Washington Collisions is a tool for cleaning up, visualizing and analyzing Seattle collisions and neighborhoods data as well as weather data. In our example files we show visualizations using the Folium python package, which show how collisions vary by neighborhood under various weather and road surface conditions. We also investigate the question of whether or not speed limits changing in central Seattle in October 2016 had a significant impact on the number of collisions, the number of speeding related collisions or collision related injuries.

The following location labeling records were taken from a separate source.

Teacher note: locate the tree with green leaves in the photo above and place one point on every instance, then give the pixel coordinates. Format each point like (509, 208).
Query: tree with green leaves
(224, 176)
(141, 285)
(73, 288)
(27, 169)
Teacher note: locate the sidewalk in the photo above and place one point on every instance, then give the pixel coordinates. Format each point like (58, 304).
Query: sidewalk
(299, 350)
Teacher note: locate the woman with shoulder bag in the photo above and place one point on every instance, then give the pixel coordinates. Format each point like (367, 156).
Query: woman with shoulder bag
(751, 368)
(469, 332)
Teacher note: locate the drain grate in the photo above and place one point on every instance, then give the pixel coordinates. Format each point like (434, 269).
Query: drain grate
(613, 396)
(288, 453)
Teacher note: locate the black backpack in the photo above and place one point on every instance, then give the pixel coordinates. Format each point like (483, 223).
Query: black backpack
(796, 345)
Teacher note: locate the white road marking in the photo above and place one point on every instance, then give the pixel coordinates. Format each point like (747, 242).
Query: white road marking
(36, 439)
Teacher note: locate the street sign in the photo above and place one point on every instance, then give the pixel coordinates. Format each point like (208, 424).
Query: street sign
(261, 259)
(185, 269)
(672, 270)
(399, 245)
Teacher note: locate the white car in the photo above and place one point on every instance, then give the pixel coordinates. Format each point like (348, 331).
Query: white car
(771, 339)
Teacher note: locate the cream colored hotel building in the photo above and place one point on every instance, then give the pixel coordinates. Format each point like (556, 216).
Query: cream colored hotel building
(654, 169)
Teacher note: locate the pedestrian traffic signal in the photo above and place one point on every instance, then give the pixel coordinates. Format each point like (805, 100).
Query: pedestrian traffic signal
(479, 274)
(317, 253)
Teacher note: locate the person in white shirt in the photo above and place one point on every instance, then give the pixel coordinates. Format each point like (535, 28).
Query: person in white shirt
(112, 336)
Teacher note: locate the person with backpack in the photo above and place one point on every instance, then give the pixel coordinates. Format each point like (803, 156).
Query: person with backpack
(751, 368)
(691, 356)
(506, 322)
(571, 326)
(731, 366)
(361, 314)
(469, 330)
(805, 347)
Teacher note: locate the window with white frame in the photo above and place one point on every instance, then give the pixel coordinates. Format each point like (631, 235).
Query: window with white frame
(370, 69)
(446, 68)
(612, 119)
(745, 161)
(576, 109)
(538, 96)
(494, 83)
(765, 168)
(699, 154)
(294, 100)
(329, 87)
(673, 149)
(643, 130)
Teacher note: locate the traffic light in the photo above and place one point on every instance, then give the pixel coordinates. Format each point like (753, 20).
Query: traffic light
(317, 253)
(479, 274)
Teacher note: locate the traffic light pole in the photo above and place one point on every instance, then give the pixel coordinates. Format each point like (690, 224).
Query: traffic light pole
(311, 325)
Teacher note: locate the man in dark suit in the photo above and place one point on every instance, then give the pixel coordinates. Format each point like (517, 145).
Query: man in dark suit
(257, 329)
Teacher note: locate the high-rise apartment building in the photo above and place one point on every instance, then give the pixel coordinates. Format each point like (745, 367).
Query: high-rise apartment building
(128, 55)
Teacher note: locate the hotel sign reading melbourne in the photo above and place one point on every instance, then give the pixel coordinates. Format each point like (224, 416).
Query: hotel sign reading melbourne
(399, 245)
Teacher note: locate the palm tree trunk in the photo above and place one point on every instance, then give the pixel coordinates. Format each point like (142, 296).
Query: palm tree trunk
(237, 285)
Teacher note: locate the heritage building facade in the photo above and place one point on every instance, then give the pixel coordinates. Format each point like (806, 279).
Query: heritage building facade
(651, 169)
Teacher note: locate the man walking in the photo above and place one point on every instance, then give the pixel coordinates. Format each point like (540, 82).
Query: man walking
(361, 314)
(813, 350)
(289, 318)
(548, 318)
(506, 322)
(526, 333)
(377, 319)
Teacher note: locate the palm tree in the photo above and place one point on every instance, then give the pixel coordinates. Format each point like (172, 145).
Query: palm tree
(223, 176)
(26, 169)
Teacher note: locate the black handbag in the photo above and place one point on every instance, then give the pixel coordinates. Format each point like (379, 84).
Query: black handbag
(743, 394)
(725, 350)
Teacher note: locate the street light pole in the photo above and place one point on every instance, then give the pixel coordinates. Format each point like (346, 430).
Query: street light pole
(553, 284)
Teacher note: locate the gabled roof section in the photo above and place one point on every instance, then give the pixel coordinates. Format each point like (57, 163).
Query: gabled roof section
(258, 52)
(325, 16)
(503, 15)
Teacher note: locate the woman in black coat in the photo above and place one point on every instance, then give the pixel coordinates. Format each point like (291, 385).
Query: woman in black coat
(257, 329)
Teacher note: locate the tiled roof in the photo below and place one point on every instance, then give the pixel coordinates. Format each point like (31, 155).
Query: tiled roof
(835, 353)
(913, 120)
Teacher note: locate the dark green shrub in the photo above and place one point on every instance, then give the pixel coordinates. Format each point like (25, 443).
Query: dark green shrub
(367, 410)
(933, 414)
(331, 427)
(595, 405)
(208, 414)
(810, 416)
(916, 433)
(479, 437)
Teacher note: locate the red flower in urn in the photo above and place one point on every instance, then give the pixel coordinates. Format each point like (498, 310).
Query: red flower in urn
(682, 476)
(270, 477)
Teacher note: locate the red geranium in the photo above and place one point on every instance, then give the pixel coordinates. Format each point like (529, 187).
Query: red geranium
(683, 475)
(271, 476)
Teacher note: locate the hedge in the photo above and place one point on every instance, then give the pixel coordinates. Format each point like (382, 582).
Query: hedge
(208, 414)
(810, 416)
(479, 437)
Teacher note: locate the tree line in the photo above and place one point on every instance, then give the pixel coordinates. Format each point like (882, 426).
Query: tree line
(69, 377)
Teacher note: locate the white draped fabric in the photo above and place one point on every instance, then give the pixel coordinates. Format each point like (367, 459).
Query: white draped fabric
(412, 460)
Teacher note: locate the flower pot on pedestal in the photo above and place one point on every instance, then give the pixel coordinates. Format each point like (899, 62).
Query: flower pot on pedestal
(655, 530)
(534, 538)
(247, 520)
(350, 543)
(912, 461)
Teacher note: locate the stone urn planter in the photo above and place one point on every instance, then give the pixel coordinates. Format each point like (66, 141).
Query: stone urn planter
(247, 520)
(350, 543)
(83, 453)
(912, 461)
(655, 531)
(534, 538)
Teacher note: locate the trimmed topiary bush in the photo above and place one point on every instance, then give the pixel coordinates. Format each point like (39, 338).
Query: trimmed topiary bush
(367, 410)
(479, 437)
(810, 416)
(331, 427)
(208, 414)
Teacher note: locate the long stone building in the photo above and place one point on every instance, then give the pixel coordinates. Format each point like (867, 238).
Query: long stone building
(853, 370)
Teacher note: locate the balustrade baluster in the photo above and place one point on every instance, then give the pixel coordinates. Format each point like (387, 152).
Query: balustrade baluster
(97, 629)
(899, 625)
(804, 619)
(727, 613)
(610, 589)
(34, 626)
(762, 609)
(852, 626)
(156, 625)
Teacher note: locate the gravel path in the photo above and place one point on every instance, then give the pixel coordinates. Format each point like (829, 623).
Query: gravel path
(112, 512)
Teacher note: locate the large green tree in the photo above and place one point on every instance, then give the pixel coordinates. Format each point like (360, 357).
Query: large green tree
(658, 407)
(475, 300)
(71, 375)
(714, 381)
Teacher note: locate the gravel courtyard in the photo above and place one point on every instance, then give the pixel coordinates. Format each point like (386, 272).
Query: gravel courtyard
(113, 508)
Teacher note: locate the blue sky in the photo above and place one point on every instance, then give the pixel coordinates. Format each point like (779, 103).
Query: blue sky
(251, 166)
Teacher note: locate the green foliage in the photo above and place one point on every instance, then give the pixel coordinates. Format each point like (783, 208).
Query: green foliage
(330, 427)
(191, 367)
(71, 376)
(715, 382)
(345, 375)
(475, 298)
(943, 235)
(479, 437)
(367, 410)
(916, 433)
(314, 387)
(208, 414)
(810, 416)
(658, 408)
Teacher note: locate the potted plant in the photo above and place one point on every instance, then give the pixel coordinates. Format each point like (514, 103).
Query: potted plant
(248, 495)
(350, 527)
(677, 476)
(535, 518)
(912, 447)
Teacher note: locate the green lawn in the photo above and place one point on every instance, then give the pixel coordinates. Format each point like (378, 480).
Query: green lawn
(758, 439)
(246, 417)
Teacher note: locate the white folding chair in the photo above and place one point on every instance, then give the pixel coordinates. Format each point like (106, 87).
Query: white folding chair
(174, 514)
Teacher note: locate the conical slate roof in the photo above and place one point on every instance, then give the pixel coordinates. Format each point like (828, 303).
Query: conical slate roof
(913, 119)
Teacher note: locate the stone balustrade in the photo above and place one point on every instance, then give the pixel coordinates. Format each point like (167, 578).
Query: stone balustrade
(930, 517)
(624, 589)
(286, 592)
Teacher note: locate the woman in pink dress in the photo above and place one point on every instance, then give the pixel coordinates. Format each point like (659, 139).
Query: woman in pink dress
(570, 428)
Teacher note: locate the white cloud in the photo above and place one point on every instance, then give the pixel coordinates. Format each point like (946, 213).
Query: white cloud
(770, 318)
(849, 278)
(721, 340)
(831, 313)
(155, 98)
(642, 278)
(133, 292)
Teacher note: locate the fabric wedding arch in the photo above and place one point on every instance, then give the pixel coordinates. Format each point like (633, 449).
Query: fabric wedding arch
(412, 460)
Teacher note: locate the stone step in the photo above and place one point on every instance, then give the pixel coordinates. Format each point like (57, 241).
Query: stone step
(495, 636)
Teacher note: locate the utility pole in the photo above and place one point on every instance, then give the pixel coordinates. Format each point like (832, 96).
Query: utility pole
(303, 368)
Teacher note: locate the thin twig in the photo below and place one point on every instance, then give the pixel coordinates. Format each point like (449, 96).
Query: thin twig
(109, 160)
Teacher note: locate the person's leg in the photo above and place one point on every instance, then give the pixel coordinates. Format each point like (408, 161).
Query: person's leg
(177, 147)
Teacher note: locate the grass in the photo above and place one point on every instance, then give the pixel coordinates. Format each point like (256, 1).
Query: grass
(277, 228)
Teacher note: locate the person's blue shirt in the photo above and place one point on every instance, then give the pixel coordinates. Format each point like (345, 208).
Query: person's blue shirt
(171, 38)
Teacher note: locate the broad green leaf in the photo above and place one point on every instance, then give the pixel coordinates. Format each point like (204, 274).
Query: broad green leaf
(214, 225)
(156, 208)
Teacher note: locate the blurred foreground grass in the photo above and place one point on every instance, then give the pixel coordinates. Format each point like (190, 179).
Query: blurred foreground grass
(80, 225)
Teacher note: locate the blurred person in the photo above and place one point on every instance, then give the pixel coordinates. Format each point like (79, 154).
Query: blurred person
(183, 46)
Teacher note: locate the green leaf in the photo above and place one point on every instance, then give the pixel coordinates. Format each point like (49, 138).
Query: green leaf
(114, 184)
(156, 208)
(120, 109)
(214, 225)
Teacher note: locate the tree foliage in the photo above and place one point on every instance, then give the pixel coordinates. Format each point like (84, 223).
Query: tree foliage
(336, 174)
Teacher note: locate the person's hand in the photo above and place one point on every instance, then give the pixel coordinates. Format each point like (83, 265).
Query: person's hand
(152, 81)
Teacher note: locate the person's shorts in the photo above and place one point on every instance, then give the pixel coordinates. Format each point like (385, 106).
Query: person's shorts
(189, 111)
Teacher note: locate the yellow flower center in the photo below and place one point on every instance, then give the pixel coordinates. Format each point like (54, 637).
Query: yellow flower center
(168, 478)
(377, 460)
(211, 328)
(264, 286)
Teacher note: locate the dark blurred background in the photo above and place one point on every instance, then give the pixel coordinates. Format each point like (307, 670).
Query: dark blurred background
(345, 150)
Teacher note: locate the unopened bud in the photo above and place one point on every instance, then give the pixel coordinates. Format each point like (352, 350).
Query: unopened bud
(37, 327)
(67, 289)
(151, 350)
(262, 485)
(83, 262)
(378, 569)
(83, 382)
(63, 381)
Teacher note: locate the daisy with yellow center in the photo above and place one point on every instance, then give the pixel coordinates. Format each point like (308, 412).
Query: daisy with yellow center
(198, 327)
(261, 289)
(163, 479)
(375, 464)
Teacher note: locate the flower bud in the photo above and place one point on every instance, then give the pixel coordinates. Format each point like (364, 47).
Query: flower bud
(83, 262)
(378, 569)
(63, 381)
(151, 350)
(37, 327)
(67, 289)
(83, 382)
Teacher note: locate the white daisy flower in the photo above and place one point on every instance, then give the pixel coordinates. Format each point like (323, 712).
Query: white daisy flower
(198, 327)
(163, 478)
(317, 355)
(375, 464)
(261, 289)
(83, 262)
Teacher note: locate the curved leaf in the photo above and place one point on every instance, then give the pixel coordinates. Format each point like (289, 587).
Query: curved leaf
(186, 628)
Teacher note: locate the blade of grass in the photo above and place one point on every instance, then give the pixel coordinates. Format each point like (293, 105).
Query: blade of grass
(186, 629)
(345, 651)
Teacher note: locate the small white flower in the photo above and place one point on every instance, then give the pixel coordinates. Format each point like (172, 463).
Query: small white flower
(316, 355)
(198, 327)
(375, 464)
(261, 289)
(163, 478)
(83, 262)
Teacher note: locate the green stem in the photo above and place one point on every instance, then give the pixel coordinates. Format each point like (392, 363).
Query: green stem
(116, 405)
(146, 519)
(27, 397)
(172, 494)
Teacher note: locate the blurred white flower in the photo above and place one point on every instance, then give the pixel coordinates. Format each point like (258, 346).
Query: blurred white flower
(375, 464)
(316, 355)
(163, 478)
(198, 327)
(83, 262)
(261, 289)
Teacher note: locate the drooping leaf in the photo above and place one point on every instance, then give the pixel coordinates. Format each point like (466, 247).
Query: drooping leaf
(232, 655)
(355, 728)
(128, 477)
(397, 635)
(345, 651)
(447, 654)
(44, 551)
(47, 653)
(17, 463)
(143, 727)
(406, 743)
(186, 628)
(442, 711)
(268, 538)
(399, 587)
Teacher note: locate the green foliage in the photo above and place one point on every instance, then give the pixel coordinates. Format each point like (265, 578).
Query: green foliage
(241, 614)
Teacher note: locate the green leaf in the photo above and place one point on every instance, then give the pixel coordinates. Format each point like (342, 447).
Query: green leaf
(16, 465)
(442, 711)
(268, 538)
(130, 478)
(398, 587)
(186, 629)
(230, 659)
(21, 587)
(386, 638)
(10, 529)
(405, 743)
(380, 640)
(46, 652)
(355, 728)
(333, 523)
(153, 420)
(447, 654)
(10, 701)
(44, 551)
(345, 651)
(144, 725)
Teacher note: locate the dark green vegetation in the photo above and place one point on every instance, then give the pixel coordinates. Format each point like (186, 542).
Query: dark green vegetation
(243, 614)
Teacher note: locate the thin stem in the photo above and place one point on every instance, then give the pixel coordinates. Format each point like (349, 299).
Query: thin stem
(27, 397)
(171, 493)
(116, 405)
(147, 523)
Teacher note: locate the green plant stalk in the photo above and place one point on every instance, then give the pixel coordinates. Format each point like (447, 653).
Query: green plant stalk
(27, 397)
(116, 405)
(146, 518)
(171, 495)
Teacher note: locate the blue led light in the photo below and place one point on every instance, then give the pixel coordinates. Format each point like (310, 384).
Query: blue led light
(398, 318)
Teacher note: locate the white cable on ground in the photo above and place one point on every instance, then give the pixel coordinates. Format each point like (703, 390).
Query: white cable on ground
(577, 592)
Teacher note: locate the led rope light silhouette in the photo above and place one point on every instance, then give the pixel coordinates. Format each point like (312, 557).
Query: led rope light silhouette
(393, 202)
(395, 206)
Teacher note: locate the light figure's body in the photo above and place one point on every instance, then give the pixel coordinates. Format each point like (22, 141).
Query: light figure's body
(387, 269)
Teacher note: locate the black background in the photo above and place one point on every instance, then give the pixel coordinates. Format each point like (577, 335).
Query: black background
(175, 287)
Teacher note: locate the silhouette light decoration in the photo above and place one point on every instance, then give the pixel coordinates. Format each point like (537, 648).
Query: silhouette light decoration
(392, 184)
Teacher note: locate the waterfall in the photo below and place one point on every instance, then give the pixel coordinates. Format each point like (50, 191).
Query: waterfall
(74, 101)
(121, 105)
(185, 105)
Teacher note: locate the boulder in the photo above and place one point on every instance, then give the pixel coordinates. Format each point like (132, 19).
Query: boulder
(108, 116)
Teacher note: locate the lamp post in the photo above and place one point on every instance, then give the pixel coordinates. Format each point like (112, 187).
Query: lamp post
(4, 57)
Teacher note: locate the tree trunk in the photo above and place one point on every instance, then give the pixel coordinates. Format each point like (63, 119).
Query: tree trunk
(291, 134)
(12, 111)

The project has the following structure:
wa_collisions/
|- README.md
|- wa_collisions/
|- __init__.py
|- neighborhood_reader.py
|- read_clean_integrate_data.py
|- render_stats.py
|- visualizer.py
|- data/
|- Collisions_test.csv
|- Collisions_With_Neighborhoods_test.csv
|- Weather_test.csv
|- Neighborhoods
|- Neighborhoods.json
|- WGS84
|- ...
|- tests/
|- __init__.py
|- test_neighborhood_reader.py
|- test_read_clean_integrate.py
|- test_render_stats.py
|- test_visualizer.py
|- examples/
|- Example - CausalImpact SpeedLimits.ipynb
|- Example - Prepare Data.ipynb
|- Example - Visualize Data.ipynb
|- doc/
|- Feature_Design_V1.md
|- Feature_Design_V2.md
|- Technology_Review_Presentation.pptx
|- datasets_V1.md
|- technology_review_outline.md
|- wa_collisions_final_presentation.pptx
|- _static/
|- ...
|- _images/
|- ...
|- .coverage
|- .coveragerc
|- .gitignore
|- .pylintrc
|- .travis.yml
|- LICENSE
|- requirements.txt
|- setup.py
- To install the package run the following:
- python setup.py install
- Then install the required dependancies:
- pip install -r requirements.txt
The collisions and neighborhood data were sourced from the Seattle Open Data. The weather data is from the Iowa State University database of hourly aiport AWOS/ASOS reports. Download instructions are available in Example - Prepare Data. The read_clean_integrate_data module works to prepare the data. The testing scripts use example data provided in wa_collisions/data. Users can use the read_clean_integrate_data module to process data from their own city. Although please note, this functionality has not been tested.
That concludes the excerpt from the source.